Indian Oil will float the joint venture for the project within one month and will complete the project by 2017, according to B Ashok, Chairman, IOC. The joint venture will finalise the formality of land acquisition for the project coming up within the Kamarajar Port at Ennore and start work.

With IOC positioned as the lowest bidder for the ₹2,800-crore LNG pipeline project that will link the five-million-tonne a year import terminal with the industrial and residential centres that will use the fuel, he was confident that the company can meet the guidelines laid down by the State government.

In 2013, following stiff opposition from farmers to a GAIL pipeline being laid through farm lands, the Tamil Nadu government came out with stringent guidelines which prevented oil companies from laying pipelines across agricultural lands and directed them to align pipelines along the highways.

This resulted in work on the Kochi-Bengaluru LNG pipeline project by GAIL being stalled as work on a 300-km stretch traversing the western districts of Tamil Nadu was stopped. The issue is now in the Supreme Court.

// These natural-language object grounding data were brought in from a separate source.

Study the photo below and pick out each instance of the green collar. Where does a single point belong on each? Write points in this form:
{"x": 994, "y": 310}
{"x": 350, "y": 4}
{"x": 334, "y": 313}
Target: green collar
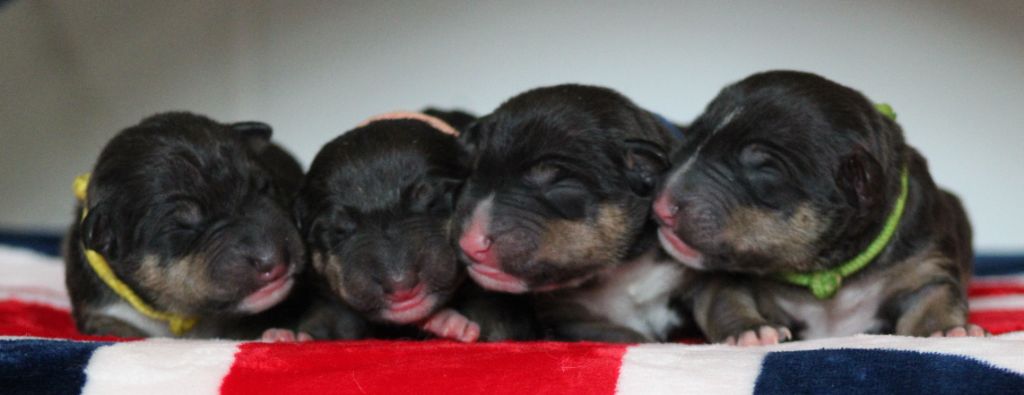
{"x": 824, "y": 283}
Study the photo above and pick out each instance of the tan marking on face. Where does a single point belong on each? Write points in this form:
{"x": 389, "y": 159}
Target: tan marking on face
{"x": 602, "y": 239}
{"x": 330, "y": 269}
{"x": 177, "y": 287}
{"x": 765, "y": 232}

In an informal interaction with media persons Ashok, who was in Chennai to participate at an alumni meet of the College of Engineering, Guindy, the pipeline alignment issue will not be a factor in IOC’s project which is in the initial stage. The LNG pipeline to be laid by IOC will mostly follow an existing pipeline route for liquid petroleum products. “So a large part of the gas pipeline will be along the existing right-of-way” for IOC and for the rest it will work within state government guidelines, the Tamil Nadu Industrial Development Corporation, a state-run enterprise, is a partner in the project, he said.

The Ennore LNG import terminal is the first such infrastructure on the east coast and will hugely benefit the economy of the state. LNG, a relatively cheap and clean fuel as compared with liquid fuel, will be available for industry and household fuel through city gas distribution systems, he said.

IOC has captive LNG resources overseas that account for at least two million tonnes, nearly half of the initial capacity of five million tonnes. This includes the 2 million tonnes from projects in Canada and Cameroon where IOC has a stake, Ashok said.